A tall, dark-haired man in a fleece jacket stands at the edge of Elk Lake. Its icy surface, pocked with a half-dozen fishing holes, is otherwise blank. No shanties. No skaters. No sails. He pokes the toe of his shoe into the cloudy ice clinging to the shoreline. It splinters, and water swallows the shards in one soundless gulp.
“Damn,” he says.
The man, David Frost from Lansing, is an iceboater, a hard-water sailor, one of a small legion of folks who spend their winters chasing ice – ice that is good, solid and slick. When the sailors find it they round up their comrades, load up their boats – essentially sailboats on skates – and get there.
He tells me he hightailed it Up North last night, kids and wife in tow, to sail in the Grand Traverse Ice Yacht Club’s 2007 Fun Regatta, an event that draws iceboaters from all over the Midwest.
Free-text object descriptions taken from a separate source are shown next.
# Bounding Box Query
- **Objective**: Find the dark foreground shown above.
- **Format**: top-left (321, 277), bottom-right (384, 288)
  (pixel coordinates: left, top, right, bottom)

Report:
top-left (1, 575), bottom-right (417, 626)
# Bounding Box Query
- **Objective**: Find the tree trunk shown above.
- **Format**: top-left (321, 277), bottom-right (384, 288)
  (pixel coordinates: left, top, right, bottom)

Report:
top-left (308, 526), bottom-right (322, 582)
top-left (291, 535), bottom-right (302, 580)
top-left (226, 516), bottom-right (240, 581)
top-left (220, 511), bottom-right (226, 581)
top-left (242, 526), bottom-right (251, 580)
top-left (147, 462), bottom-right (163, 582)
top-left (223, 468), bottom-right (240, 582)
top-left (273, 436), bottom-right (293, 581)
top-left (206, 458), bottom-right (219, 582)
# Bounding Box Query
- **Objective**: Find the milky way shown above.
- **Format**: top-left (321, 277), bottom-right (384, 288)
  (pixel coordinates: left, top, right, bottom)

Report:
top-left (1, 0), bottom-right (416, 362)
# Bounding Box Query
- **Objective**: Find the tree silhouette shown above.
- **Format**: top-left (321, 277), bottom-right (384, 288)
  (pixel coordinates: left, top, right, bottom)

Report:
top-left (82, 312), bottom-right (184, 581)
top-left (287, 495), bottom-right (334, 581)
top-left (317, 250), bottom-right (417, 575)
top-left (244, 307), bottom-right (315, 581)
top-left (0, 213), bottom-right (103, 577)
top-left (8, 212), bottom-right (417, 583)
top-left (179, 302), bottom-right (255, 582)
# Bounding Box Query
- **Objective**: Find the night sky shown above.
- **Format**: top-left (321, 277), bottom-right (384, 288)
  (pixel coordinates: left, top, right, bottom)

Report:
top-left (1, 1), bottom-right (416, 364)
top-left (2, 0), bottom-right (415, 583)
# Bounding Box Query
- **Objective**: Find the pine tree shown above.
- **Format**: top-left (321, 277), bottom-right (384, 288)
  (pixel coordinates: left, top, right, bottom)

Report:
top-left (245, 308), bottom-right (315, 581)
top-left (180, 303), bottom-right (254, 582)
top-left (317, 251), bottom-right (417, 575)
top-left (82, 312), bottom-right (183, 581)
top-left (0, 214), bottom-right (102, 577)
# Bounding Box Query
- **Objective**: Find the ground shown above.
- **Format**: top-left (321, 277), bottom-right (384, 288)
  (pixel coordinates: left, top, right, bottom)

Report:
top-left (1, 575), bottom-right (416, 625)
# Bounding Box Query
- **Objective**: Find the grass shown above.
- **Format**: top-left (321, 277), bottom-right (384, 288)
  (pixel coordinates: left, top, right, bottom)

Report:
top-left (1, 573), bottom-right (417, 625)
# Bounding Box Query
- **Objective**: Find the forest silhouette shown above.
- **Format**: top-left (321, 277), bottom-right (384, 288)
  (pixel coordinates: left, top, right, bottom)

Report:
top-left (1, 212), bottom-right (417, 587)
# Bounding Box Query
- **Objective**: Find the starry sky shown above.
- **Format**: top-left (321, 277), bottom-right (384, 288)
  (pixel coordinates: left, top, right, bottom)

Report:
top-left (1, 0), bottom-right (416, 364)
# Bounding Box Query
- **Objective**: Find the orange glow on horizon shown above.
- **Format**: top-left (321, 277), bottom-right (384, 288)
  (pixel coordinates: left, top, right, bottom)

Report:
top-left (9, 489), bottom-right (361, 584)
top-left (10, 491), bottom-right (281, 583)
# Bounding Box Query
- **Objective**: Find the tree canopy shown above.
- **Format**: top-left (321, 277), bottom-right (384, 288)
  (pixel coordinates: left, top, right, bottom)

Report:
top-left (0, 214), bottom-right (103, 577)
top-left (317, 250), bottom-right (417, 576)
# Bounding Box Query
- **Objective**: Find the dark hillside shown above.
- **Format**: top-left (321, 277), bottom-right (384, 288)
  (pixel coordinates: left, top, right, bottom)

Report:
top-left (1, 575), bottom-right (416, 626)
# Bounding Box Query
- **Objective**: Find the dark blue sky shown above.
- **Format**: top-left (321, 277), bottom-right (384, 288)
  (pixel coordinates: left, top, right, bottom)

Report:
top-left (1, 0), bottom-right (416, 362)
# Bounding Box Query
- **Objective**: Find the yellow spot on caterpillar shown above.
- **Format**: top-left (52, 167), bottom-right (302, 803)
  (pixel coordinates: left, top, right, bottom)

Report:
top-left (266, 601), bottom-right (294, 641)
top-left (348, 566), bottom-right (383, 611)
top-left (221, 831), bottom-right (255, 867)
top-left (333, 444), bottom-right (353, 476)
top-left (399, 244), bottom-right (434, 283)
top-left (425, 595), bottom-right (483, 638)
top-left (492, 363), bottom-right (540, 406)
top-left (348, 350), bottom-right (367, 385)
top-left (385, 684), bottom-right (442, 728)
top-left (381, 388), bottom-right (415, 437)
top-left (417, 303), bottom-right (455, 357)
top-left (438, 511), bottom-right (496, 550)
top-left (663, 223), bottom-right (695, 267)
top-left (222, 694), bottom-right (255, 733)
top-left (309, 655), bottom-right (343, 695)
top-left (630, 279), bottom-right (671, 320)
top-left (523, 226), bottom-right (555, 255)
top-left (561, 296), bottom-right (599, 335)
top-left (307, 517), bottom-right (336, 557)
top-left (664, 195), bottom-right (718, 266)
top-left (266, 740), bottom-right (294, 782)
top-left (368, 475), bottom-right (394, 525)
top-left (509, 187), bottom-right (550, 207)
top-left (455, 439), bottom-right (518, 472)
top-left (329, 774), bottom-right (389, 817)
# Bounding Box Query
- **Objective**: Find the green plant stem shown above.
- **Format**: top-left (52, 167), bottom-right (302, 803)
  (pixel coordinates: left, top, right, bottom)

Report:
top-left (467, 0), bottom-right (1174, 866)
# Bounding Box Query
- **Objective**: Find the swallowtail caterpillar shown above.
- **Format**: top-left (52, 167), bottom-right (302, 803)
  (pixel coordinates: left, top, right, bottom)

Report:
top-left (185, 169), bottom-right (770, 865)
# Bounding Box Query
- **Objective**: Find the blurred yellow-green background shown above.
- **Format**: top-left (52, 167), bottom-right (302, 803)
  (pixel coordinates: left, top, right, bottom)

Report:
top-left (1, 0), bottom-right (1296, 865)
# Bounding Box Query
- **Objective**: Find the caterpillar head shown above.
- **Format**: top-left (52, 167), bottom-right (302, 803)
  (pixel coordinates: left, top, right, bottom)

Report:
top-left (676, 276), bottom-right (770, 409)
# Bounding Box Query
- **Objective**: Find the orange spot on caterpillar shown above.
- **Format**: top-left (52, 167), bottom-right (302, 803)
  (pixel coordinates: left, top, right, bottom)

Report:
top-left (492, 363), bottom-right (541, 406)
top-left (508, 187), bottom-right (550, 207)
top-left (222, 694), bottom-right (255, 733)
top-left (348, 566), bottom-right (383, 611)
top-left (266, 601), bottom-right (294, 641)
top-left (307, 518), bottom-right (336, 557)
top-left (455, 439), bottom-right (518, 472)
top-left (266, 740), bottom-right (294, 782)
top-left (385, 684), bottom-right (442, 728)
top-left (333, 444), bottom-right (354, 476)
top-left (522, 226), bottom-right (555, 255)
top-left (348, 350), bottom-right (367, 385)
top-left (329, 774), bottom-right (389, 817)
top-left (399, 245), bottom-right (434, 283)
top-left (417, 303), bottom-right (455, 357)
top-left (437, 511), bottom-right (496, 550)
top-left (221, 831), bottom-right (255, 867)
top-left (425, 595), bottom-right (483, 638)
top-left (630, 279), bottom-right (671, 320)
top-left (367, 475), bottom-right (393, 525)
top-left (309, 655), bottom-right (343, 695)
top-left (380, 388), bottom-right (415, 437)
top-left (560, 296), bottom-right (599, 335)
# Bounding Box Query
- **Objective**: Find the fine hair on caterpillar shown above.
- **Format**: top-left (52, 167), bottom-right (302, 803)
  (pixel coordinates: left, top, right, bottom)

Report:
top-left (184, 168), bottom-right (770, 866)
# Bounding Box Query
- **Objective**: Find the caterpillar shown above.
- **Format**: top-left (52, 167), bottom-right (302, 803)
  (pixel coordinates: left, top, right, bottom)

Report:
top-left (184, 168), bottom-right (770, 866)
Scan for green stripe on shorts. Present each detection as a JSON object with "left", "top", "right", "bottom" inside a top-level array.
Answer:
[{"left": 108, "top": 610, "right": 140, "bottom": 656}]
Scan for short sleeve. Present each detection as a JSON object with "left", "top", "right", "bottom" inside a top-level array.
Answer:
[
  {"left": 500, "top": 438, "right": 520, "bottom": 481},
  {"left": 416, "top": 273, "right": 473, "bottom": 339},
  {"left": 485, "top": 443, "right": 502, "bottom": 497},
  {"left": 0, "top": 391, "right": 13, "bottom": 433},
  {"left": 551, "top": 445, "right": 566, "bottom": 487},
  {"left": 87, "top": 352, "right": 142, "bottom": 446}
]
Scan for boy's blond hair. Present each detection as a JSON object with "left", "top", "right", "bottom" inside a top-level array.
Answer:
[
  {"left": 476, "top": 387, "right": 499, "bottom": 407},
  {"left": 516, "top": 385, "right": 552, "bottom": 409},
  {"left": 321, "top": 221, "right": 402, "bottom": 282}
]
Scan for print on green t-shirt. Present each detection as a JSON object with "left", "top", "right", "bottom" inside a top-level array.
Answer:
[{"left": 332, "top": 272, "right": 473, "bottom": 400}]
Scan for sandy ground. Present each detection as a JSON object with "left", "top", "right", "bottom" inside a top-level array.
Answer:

Originally, the regatta was set for the last weekend in February. But a few unexpected warm spells bumped it into early March. Then mid-March. Then late March. Then, at 8 p.m. on March 30, word went out that Elk Lake was sailable: 12 to 15 inches of honeycomb ice, the top half firm white; the bottom soft black. Not great conditions, but with the rumor of cold temps herding in after rain, April 2 looked promising.
Because he was en route when club members made a final check of Elk Lake on April 1, David hadn’t known they’d determined the ice too soft for sailing. It wasn’t until he’d shown up at the edge of the empty lake this morning that he realized the regatta had been cancelled, and iceboating, for the season, was over.
Iceboating is not a sport for the easily disheartened. Or the impatient. Most iceboaters will tell you it’s a sport that draws Type A personalities: tenacious, determined people who will wait all year for a season that lasts, at best, 12 weeks, and for conditions within that season – a veritable Rubik’s Cube of environmental variables – to align.
First, there must be ice – at least a two-mile-wide swath of it. It must be at least 4 inches thick, preferably black, sans snow, with few cracks or holes, and free of ice skaters, fisherman and roaming dogs. (In desperation, of course, ice that’s mottled, cloudy, snowy, cracked, punctured and shared will do.) There must also be wind – 12 mph is ideal, though if the ice is right, you’d be hard-pressed to find a sailor unwilling to white-knuckle it up to 16, or unused to making the most of a puff above 4.
As for the sailor, he must be hardy. He will spend entire days running across an icy expanse, diving into the open cockpit of his iceboat and careening around in, necessarily, below-freezing temperatures. Depending on the boat occupied, he will typically zip about at speeds around 60 mph; in some boats, 100 mph or more. When racing he will maintain the highest speed possible while navigating a tight circular course shared with an army of fellow iceboaters who both chase and hurtle toward him, hopefully obeying right-of-way rules.